Why Do Children Have So Much Milder Symptoms with COVID?

This pandemic period has lasted a long time. Most everyone I know or talk to feels fatigued and is ready for this to be over. It’s a time that has seen a lot of pain and loss—physical loss, health loss, family loss, movement loss, community loss. 
The other thing I hear now, all the time, is that people are also ready to move into a new phase and start to rebuild…
I have been thinking about children a lot because they are so wonderfully capable at rebuilding. They heal and adapt very flexibly. Using anthroposophic medicines with children is sometimes much easier than with adults, because children open up to change. They more naturally “drink in” a treatment. With adults, medicines and therapies are still tremendously valuable, but some accompanying shift in consciousness is usually also required for the treatment to last.

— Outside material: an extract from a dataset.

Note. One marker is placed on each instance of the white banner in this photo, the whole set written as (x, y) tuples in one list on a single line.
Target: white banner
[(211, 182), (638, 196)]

So what allows children to respond differently? 
Part of it, surely, relates to the fact that they are still in a phase of real physical growth. A rough rule of thumb is that a newborn will double its body weight by two months, then double that two-month weight again by two years. Their physiology and their bodies are changing all the time! To do that they have to have a lot of vitality, a lot of forces for change, growth and healing. So, if they are working with a viral illness that makes their lungs inflamed and  they must now breathe twice as hard as normal, they are more up for that challenge. Numbers from the CDC show that as we are approaching ~700,000 COVID deaths overall in the U.S., less than 700 of those have been in those under 18. Children are about 18% of the population, not 0.1%, so this aspect of vitality and flexibility must play an important role in working through COVID infections.
A second important characteristic of children is that they are very honest when they are sick. They pretty much show you, without pretense, that they don’t feel well: they cry, sleep, sweat, cough, fever, vomit. They get flushed, fussy, irritable, stop eating and need to rest a lot. They do not compartmentalize the way that adults do. If they really feel badly they stop doing everything: no running, playing, exploring, or conversing. An adult, in contrast, learns to push through all kinds of things, like: ignoring symptoms; using over-the-counter medicines to reduce cough, fever, congestion, and sore throat; staying up later than you know you should; or relying on a steady intake of sugar or caffeine to push through. A common adult refrain: “I don’t have time to be sick, there is too much to do and I’ll get behind!” That’s admittedly a great survival mechanism—to be able to push through things, but what happens when it becomes a habit rather than a special exception? What happens if you have to do it continuously for months, or even a year-and-a-half? Well, then you start to lose you wholeness.
We have all been pushed a lot in that direction. We’ve had to be separated, physically and socially. We’ve become very compartmentalized, politically and philosophically—another word for that might be polarized. The usual physiologic softening and emotional easing that usually happens during the warm summer months hasn’t really been able to manifest the last two years. And now, as we head into the cold of winter, instead of saying “I can push through it all” a better mantra might be: “Rather than just controlling or ignoring everything, how can I regularly start to foster my own loosening, healing process?” If you listen to the news you might think that outside measures are the only possible solutions for this period of time, but that comes from only using a very limited set of tools and perspectives. We carry a lot more goodness, growth and flexibility inside of us, if we can connect to it. 
What else can we do as for ourselves and for our families? 
Why those three things? Because if you get sick, those are three primarily tools your body uses. Your body is very wise, it knows what to do. 
Our (conscious job) is that we need to better differentiate symptoms of disease from our body’s own tools for healing. Working with these three companions—rest, warmth, and cleansing–can go a long way.
Don’t just wait to be well, cultivate some wellness!